Two of the injured, including the driver, were listed in critical condition.
“Allegheny County homicide detectives are investigating the crash,” reported the Tribune-Review's Natasha Lindstrom, “which they say they believe may be related to the driver having a medical condition or being under the influence of alcohol.”
Within an hour of the breaking news about the accident, I received an email linking the crash to my recent Tribune-Review column — “Can medical marijuana's effects really all be positive?” — in which I expressed some skepticism about the supposed lack of any downside effects associated with the legalization of medical marijuana.

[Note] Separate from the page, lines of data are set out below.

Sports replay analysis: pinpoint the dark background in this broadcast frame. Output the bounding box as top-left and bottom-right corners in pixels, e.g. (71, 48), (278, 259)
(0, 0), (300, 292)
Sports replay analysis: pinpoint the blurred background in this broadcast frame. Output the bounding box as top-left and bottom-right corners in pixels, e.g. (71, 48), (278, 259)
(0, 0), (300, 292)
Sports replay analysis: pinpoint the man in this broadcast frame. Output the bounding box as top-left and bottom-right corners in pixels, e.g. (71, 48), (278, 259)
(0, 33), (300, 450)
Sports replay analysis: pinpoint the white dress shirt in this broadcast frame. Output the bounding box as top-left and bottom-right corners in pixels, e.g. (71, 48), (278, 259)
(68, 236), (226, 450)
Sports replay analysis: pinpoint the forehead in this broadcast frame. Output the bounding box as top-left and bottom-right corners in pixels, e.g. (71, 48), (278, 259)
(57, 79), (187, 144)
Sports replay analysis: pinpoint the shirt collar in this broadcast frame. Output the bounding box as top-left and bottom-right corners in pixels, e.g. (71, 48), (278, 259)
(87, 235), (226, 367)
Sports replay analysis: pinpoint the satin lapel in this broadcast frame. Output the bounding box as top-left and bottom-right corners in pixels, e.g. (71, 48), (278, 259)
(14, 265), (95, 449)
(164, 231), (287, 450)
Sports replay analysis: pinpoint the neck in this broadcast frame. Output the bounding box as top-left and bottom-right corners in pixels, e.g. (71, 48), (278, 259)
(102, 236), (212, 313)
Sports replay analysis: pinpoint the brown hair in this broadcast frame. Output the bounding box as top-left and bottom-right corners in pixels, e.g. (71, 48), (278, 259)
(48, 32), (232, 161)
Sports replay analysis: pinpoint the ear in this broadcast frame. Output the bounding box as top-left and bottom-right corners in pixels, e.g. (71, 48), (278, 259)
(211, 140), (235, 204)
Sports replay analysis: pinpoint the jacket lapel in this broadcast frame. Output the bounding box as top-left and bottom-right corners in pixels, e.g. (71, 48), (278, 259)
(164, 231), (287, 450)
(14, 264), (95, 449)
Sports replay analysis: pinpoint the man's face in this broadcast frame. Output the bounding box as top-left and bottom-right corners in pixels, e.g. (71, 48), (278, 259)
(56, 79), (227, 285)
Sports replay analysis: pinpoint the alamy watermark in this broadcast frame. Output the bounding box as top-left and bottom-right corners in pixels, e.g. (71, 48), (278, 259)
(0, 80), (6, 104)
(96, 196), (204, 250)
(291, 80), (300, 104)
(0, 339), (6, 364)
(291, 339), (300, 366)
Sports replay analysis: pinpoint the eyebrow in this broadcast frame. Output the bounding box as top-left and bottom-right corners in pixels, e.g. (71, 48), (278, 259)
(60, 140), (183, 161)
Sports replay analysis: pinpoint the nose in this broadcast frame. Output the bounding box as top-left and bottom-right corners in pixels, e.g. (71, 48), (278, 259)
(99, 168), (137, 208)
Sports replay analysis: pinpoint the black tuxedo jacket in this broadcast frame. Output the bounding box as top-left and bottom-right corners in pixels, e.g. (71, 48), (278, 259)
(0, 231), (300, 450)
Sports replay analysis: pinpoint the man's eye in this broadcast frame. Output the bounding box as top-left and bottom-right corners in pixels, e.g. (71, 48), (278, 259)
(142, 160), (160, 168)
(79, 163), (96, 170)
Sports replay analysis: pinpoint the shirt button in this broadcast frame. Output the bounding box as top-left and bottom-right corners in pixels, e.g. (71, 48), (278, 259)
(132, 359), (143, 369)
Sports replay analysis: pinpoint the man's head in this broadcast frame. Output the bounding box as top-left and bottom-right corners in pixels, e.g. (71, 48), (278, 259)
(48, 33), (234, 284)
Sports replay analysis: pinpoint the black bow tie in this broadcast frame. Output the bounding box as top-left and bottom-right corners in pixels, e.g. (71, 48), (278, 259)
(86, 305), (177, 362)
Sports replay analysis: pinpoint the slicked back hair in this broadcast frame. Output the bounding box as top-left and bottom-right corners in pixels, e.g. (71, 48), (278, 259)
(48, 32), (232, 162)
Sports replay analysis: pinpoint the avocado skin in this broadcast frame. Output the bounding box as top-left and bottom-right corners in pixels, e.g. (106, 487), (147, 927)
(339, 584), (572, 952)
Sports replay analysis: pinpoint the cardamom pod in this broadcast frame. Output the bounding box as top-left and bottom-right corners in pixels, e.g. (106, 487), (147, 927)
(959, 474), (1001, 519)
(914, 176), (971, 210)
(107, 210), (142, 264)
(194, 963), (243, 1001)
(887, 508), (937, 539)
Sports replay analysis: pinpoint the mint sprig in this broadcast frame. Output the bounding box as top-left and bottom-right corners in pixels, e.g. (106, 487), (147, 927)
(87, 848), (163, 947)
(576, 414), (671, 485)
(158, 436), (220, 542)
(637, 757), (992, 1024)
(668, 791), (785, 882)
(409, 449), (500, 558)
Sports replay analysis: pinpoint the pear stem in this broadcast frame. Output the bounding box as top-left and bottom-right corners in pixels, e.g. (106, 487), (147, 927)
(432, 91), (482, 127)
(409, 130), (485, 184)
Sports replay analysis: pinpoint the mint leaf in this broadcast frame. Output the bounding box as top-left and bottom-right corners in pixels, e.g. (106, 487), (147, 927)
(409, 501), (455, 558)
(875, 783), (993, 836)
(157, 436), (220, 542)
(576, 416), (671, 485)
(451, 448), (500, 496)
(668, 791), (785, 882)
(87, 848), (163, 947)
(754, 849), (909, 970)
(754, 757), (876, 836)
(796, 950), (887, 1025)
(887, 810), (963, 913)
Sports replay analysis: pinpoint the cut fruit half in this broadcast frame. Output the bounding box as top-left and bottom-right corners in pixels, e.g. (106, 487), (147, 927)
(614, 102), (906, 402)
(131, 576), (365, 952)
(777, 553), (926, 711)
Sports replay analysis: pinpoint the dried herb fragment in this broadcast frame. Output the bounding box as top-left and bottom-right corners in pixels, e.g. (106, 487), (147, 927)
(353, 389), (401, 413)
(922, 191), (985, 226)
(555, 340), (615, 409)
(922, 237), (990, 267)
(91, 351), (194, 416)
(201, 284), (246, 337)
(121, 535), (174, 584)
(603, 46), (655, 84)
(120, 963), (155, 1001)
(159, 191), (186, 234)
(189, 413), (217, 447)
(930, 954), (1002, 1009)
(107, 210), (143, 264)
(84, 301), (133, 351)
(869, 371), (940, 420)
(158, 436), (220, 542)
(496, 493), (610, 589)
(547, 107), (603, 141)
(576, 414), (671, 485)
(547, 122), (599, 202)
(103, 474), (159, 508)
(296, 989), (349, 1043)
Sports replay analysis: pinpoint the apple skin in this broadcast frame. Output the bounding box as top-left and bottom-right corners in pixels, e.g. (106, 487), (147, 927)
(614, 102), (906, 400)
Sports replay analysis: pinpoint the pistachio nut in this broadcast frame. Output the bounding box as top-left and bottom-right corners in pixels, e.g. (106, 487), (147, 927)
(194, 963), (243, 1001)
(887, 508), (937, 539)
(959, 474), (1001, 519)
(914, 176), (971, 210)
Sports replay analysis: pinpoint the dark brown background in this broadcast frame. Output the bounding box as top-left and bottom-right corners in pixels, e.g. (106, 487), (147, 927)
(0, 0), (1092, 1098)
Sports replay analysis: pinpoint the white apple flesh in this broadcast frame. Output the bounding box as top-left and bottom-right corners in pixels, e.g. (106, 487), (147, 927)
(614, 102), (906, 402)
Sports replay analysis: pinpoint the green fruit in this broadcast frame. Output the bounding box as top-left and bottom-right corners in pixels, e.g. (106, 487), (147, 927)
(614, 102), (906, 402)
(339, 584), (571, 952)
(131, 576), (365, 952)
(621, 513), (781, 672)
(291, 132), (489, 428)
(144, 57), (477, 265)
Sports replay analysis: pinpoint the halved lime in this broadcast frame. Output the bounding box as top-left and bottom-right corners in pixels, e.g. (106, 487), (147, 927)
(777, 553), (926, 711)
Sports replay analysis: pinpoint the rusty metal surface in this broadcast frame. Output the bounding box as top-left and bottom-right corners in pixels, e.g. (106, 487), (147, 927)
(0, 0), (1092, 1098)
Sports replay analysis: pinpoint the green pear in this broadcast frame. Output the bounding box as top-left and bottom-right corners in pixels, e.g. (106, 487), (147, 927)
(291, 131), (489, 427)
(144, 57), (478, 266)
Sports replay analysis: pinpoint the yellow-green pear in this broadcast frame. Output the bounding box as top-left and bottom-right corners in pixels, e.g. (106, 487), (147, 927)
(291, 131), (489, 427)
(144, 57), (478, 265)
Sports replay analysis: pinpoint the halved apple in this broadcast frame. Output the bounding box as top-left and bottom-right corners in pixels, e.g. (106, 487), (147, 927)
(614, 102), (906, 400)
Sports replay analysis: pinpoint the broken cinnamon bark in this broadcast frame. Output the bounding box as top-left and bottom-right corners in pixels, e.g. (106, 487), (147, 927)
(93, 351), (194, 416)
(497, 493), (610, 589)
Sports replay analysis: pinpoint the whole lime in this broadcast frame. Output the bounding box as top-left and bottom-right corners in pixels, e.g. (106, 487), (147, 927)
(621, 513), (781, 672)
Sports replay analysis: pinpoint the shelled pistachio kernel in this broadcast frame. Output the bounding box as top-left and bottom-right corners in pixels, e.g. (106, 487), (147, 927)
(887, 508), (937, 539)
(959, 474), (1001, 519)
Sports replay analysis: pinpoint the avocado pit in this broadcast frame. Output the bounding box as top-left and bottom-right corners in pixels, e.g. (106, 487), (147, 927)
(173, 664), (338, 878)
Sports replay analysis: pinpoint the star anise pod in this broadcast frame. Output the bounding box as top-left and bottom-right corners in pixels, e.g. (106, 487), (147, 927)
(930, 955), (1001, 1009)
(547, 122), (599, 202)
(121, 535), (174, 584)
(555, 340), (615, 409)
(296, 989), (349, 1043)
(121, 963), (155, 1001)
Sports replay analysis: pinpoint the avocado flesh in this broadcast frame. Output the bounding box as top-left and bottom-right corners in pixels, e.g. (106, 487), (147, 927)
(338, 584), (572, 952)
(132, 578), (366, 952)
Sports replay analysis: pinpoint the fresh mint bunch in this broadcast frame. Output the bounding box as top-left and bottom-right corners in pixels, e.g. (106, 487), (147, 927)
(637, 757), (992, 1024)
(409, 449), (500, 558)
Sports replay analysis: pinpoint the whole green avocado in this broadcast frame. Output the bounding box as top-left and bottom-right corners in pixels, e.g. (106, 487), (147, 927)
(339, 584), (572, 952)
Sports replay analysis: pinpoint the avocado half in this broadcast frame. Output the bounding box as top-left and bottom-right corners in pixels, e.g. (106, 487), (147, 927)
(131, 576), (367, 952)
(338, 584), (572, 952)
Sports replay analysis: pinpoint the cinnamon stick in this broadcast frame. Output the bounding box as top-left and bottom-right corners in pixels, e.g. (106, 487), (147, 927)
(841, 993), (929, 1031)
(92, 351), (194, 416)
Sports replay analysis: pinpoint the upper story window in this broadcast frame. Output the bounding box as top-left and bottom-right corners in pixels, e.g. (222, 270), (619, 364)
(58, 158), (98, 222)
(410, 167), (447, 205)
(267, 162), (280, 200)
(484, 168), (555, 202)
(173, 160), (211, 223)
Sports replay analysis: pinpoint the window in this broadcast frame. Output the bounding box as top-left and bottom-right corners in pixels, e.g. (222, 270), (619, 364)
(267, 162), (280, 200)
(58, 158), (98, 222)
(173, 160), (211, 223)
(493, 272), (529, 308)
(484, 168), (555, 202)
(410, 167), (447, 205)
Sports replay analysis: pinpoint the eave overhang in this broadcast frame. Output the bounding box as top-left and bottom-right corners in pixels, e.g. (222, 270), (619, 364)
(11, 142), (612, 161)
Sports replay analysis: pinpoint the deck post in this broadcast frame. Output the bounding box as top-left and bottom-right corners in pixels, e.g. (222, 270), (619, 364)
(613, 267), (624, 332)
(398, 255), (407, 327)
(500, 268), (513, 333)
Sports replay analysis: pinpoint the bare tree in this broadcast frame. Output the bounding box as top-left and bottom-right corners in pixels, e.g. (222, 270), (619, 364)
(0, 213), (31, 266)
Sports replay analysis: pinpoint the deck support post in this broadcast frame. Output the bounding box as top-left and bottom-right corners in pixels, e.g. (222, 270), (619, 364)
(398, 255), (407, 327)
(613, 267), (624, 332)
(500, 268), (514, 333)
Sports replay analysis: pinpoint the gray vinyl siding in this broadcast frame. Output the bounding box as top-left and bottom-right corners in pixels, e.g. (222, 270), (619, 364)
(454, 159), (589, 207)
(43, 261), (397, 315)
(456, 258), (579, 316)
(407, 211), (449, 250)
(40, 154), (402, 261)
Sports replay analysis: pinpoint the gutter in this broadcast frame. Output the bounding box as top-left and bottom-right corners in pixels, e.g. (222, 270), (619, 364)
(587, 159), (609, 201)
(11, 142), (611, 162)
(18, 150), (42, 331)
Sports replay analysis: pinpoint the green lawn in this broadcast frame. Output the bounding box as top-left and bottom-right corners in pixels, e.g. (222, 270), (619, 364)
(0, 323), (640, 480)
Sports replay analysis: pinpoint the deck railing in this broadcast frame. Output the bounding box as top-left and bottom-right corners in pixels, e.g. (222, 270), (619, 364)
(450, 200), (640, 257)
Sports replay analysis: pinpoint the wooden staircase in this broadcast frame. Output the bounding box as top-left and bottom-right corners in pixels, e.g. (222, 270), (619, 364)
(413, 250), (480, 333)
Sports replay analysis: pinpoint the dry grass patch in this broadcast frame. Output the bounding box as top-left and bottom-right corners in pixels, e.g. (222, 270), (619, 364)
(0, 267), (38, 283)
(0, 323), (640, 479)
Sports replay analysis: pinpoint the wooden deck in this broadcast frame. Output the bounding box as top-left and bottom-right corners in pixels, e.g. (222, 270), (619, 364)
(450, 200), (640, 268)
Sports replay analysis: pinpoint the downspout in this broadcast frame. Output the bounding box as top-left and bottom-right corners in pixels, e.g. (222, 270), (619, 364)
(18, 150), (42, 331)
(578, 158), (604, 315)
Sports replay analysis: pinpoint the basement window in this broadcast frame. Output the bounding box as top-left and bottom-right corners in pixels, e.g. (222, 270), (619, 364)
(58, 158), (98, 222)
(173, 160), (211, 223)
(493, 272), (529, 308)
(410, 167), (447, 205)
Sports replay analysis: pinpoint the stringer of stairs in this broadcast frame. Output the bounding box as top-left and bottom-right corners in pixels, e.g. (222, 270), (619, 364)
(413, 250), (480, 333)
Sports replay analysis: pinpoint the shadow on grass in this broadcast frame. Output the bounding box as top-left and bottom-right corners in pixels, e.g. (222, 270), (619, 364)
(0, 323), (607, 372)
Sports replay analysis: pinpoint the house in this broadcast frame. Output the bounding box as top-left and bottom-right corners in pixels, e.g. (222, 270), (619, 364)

“About the fellow driving through the hair salon tonight in Brentwood,” said the emailer, “it's more likely he was on Yuengling or Jack Daniel's than a marijuana brownie or a medically warranted and state-authorized dose of cannabis.”
Maybe so, but there's still a legitimate debate about the costs and benefits of the state's legalization of medical marijuana and whether the negative societal impacts have been pooh-poohed while the alleged upside effects have been widely trumpeted and overestimated.
The sales pitch, for example, that says a few decriminalized weed-growers are going to be the new Carnegie and Frick who deliver an economic rebirth to the Mon Valley seems a bit like some pot-laced pie in the sky.
“A Pennsylvania town that lost its steel industry 25 years ago hopes a new medical marijuana facility will bring economic revitalization according to a March 12, 2017 article” in a local paper, states a March 13 pro-pot economic development article in MJI News: Marijuana Industry News. “Braddock, Penn., lost its steel industry more than 25 years ago and since has been considered a financially distressed community under Pennsylvania's Act 47. The act requires state oversight of municipalities with substantial financial difficulties.”
With the possibility of a medical-marijuana facility being upbeat news for the town, reports MJI News, “Laurel Green Medical of Sewickley, Penn., wants to obtain one of the two medical marijuana licenses for growing and processing medical pot in the region. If Laurel Green Medical obtains the license, company officials want to build a 100,000-square-foot space in Braddock” that would, at full throttle, “grow 17,000 plants and provide 20,000 pounds of medical marijuana and 3,000 pounds of oil each year, according to Greg Gamet of Denver Consulting Group, which would oversee the growing operation.”
Additionally, reports MJI News, the Braddock pot operation “would employ 40-70 people and bring an estimated $1 million in tax revenue for Braddock.”
Braddock Mayor John Fetterman delivered the official buoyancy and hopefulness with this quote in a local paper: “The demise of one industry, steel, put us in Act 47 and a new industry, medical marijuana, could pull us out of Act 47.”
As Bill Clinton said about marijuana, “I didn't inhale it, and never tried it again.”
Ralph R. Reiland is an associate professor of economics emeritus at Robert Morris University and a local restaurateur.